Analysis of survey data: Design based models vs. hierarchical modeling?

Alban Zeber writes:

Suppose I have survey data from say 10 countries where by each country collected the data based on different sampling routines – the results of this being that each country has its own weights for the data that can be used in the analyses. If I analyse the data of each country separately then I can incorporate the survey design in the analyses e.g in Stata once can use svyset …..
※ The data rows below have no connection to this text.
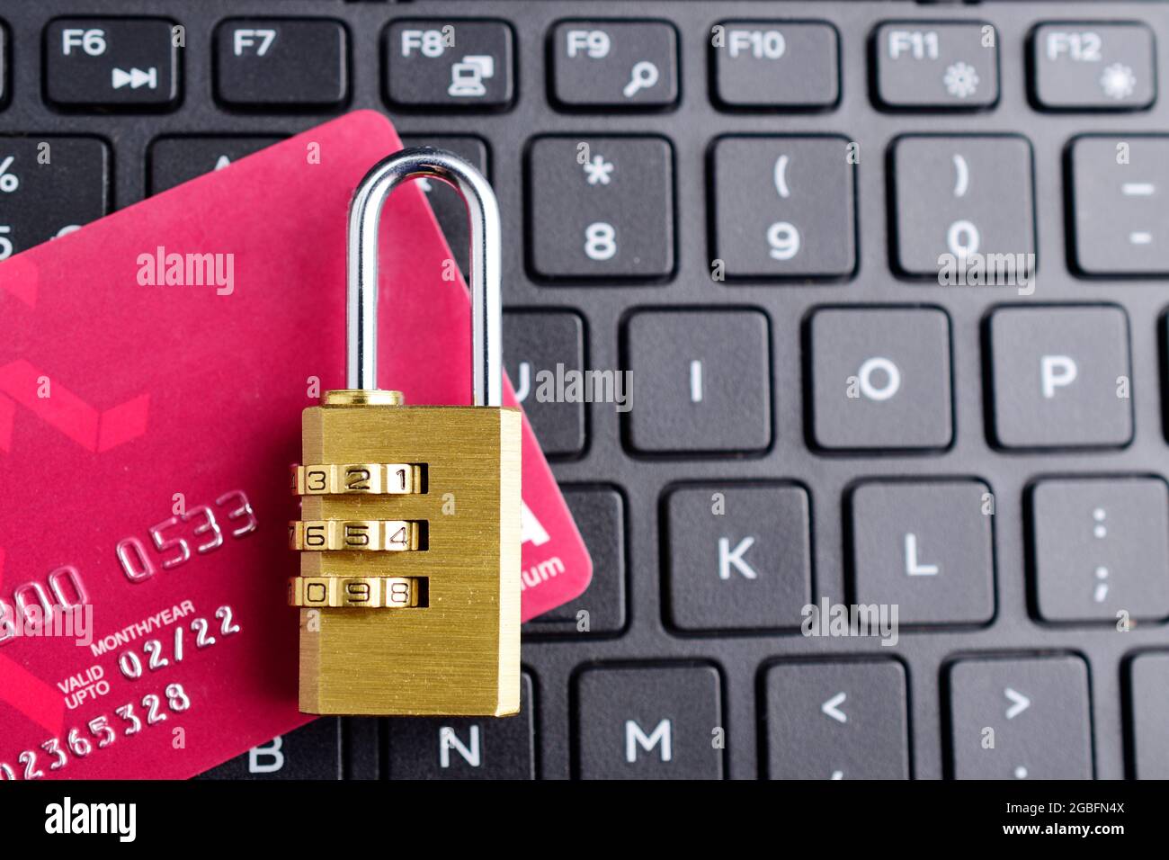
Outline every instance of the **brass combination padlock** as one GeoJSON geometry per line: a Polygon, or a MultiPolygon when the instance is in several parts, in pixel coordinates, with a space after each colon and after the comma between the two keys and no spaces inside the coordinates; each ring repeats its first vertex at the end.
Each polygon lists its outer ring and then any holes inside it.
{"type": "Polygon", "coordinates": [[[300,710],[519,711],[520,413],[500,408],[499,208],[450,152],[403,150],[350,206],[347,385],[304,411],[300,710]],[[475,406],[378,388],[378,227],[401,183],[440,179],[470,214],[475,406]]]}

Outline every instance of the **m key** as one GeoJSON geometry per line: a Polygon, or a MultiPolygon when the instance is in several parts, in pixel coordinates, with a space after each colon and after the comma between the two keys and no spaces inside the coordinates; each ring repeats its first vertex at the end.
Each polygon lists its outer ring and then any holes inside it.
{"type": "Polygon", "coordinates": [[[44,28],[44,94],[62,108],[178,105],[179,48],[166,18],[58,18],[44,28]]]}
{"type": "Polygon", "coordinates": [[[948,681],[955,779],[1092,778],[1080,658],[960,660],[948,681]]]}

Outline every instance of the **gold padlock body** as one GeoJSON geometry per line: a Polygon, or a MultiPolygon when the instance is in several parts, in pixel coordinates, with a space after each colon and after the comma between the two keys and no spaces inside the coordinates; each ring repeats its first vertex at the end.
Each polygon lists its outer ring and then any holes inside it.
{"type": "Polygon", "coordinates": [[[375,393],[305,410],[303,462],[420,465],[426,491],[303,495],[300,520],[424,522],[424,549],[304,551],[300,576],[424,579],[426,605],[303,607],[300,710],[517,714],[520,413],[369,405],[375,393]]]}

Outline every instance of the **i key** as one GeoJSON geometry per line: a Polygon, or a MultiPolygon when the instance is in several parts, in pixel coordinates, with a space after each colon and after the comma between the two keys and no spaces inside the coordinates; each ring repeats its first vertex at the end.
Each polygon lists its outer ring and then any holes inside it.
{"type": "Polygon", "coordinates": [[[995,28],[983,21],[881,25],[873,39],[886,108],[974,110],[998,101],[995,28]]]}
{"type": "Polygon", "coordinates": [[[348,92],[339,21],[234,18],[215,30],[215,96],[230,105],[328,108],[348,92]]]}
{"type": "Polygon", "coordinates": [[[1030,277],[1035,202],[1025,138],[909,135],[893,144],[893,176],[900,271],[943,285],[1021,285],[1030,277]],[[991,255],[1009,255],[1009,268],[971,283],[967,273],[984,270],[975,263],[991,255]]]}
{"type": "Polygon", "coordinates": [[[166,18],[58,18],[44,28],[44,92],[61,108],[171,110],[177,25],[166,18]]]}

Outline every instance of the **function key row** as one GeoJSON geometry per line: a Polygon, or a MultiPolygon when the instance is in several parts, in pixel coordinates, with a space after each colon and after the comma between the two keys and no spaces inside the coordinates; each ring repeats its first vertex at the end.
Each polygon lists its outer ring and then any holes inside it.
{"type": "MultiPolygon", "coordinates": [[[[278,139],[158,138],[147,152],[147,187],[165,191],[278,139]]],[[[473,136],[407,136],[404,143],[445,146],[489,168],[487,146],[473,136]]],[[[712,280],[850,278],[858,260],[860,145],[833,135],[717,138],[707,156],[712,280]]],[[[98,138],[0,136],[0,223],[9,253],[105,214],[110,161],[98,138]]],[[[1080,136],[1067,161],[1073,269],[1081,276],[1169,275],[1169,137],[1080,136]]],[[[895,273],[1030,295],[1038,259],[1026,138],[907,135],[892,143],[888,163],[895,273]]],[[[675,172],[673,146],[664,137],[533,138],[526,242],[532,276],[545,283],[671,278],[675,172]],[[566,212],[565,199],[577,205],[566,212]]],[[[465,262],[462,201],[437,186],[428,186],[428,194],[465,262]]]]}
{"type": "MultiPolygon", "coordinates": [[[[1123,670],[1130,776],[1169,776],[1162,718],[1169,654],[1123,670]]],[[[760,668],[760,776],[907,779],[909,679],[894,659],[777,660],[760,668]]],[[[713,665],[593,665],[570,682],[572,775],[582,779],[721,779],[727,727],[713,665]]],[[[533,779],[546,715],[525,673],[511,720],[314,721],[203,775],[210,779],[533,779]],[[382,766],[385,763],[385,766],[382,766]]],[[[957,779],[1091,779],[1088,667],[1072,654],[964,656],[942,668],[945,775],[957,779]]],[[[919,729],[920,730],[920,729],[919,729]]]]}
{"type": "MultiPolygon", "coordinates": [[[[0,27],[0,55],[4,39],[0,27]]],[[[879,25],[870,40],[874,103],[992,108],[997,39],[985,21],[879,25]]],[[[339,108],[351,89],[348,40],[332,19],[227,19],[213,35],[215,97],[229,109],[339,108]]],[[[678,42],[667,21],[560,21],[548,34],[549,99],[567,111],[672,108],[678,42]]],[[[710,43],[712,98],[724,110],[829,110],[839,101],[839,34],[826,21],[722,21],[710,43]]],[[[186,30],[166,18],[56,19],[44,29],[46,96],[63,109],[173,110],[186,46],[186,30]]],[[[396,20],[382,51],[383,94],[399,110],[500,110],[516,98],[516,35],[505,21],[396,20]]],[[[1028,68],[1031,99],[1045,110],[1141,110],[1156,98],[1154,36],[1140,22],[1043,23],[1028,68]]]]}

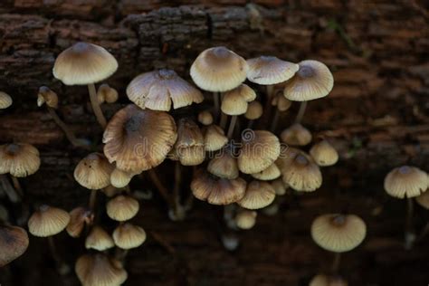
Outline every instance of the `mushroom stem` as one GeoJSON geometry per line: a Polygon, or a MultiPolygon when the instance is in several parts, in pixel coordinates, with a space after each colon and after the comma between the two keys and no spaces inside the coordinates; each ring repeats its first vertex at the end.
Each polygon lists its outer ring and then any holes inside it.
{"type": "Polygon", "coordinates": [[[298,110],[297,117],[295,118],[295,123],[300,123],[302,118],[305,114],[305,110],[307,109],[307,102],[308,101],[301,101],[300,105],[300,110],[298,110]]]}
{"type": "Polygon", "coordinates": [[[97,118],[97,121],[99,121],[100,125],[103,128],[106,128],[107,122],[106,119],[104,118],[103,111],[100,107],[99,99],[97,98],[97,91],[95,90],[95,85],[93,83],[88,84],[88,91],[90,92],[90,99],[91,99],[91,105],[92,106],[92,111],[97,118]]]}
But what happens when I want to do a pooled analysis of the all the data from the 10 countries:

Presumably either

1. I analyse the data from each country separately (using multiple or logistic regression, …) accounting for the survey design and then combine the estimates using a meta analysis (fixed or random)

OR

2. Assume that the data from each country is a simple random sample from the population, combine the data from the 10 countries and then use multilevel or hierarchical models

My question is which of the methods is likely to give better estimates? Or is there a better way to do the analyses?

Is there a method one can use to get the best of both worlds i.e accounting for the survey design within each country’s data as well as account for the fact that the data from each country is correlated and therefore accounting for the correlation via multilevel/hierarchical models. If such a method exists, is it implemented in any of the ‘common’ statistical programs?

My reply:

Of your two choices above, I recommend your first option, the meta-analysis. You can take the estimate and standard error from each of your separate surveys and then put them together, including survey and country-level predictors as well.
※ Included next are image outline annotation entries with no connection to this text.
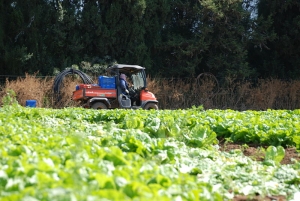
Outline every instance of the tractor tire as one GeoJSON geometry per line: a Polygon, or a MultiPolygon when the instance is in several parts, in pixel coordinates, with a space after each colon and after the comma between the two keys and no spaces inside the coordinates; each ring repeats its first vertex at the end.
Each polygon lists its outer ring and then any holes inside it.
{"type": "Polygon", "coordinates": [[[147,103],[144,107],[145,110],[158,110],[158,106],[155,103],[147,103]]]}
{"type": "Polygon", "coordinates": [[[95,110],[105,110],[107,109],[107,106],[102,102],[95,102],[92,104],[91,108],[95,110]]]}

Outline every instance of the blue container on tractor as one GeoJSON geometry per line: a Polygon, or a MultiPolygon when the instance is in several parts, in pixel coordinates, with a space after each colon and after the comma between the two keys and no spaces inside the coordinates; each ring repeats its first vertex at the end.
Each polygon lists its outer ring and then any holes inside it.
{"type": "Polygon", "coordinates": [[[36,107],[36,100],[26,100],[26,107],[36,107]]]}
{"type": "Polygon", "coordinates": [[[98,79],[99,86],[104,89],[115,89],[116,88],[116,78],[108,76],[99,76],[98,79]]]}

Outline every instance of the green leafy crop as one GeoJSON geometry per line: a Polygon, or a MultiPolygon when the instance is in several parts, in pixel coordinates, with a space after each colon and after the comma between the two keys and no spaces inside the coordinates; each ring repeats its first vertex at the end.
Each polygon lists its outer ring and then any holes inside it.
{"type": "Polygon", "coordinates": [[[0,108],[0,200],[232,200],[300,191],[300,112],[0,108]],[[268,145],[265,161],[218,138],[268,145]]]}

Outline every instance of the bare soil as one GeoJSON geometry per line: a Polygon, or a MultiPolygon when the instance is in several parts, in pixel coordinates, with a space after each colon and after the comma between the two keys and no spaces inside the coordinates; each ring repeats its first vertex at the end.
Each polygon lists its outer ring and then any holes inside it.
{"type": "MultiPolygon", "coordinates": [[[[222,151],[229,152],[231,150],[240,149],[244,153],[245,156],[252,158],[253,160],[263,161],[265,157],[265,149],[266,146],[260,145],[244,145],[238,143],[227,143],[224,140],[219,141],[220,149],[222,151]]],[[[293,147],[285,148],[285,157],[281,161],[281,164],[293,164],[295,161],[300,161],[300,153],[293,147]],[[291,160],[293,159],[293,160],[291,160]]],[[[256,195],[252,198],[249,198],[245,195],[236,195],[233,198],[233,201],[286,201],[285,196],[276,195],[276,196],[266,196],[262,197],[260,195],[256,195]]]]}

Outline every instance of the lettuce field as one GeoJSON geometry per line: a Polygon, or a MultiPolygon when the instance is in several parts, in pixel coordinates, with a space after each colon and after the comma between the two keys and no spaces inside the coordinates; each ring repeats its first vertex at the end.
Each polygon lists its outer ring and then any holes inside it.
{"type": "Polygon", "coordinates": [[[0,108],[0,200],[300,200],[300,110],[0,108]],[[218,139],[267,146],[263,161],[218,139]],[[293,159],[291,159],[293,160],[293,159]]]}

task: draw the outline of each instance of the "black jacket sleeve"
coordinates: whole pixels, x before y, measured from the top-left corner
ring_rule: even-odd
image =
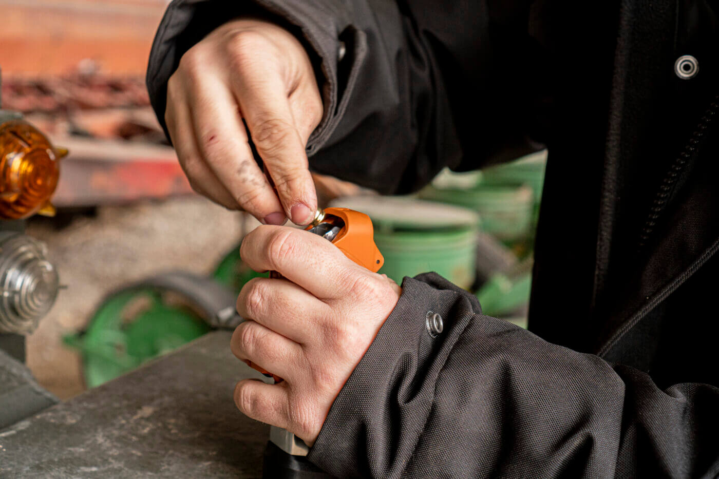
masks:
[[[337,477],[714,478],[719,390],[646,374],[482,314],[439,275],[403,293],[310,460]],[[444,330],[432,337],[429,311]]]
[[[530,73],[539,57],[525,45],[531,2],[487,3],[174,0],[150,55],[150,99],[164,125],[182,55],[229,19],[270,17],[305,42],[316,67],[324,115],[307,147],[312,170],[409,192],[444,166],[475,169],[541,147],[524,124],[539,83]]]

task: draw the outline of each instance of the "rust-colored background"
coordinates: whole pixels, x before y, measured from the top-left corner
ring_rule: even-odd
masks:
[[[50,75],[84,60],[144,75],[165,0],[0,0],[4,74]]]

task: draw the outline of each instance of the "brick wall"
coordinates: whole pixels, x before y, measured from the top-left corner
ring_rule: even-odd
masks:
[[[4,76],[38,76],[94,61],[110,74],[144,75],[165,0],[0,0]]]

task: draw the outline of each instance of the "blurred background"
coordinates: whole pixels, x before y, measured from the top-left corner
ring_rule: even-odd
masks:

Method 2 doesn’t make sense. Your data are not simple random samples, or even close (it they were close, nobody would be doing weighting), and so you shouldn’t go around assuming they are.

But there is a way to analyze the raw data. What you need to do is find out where the survey weights came from. Then, do your regression analysis conditional on all the variables used in the weighting, and all will be fine. Use a multilevel model with appropriate interactions to model what you need to model.

Including the variables used in the weighting is as “design-based” as you need to be, and it’s the essence of Mister P.

See my Struggles paper for more discussion of these issues.

5 thoughts on “Analysis of survey data: Design based models vs. hierarchical modeling?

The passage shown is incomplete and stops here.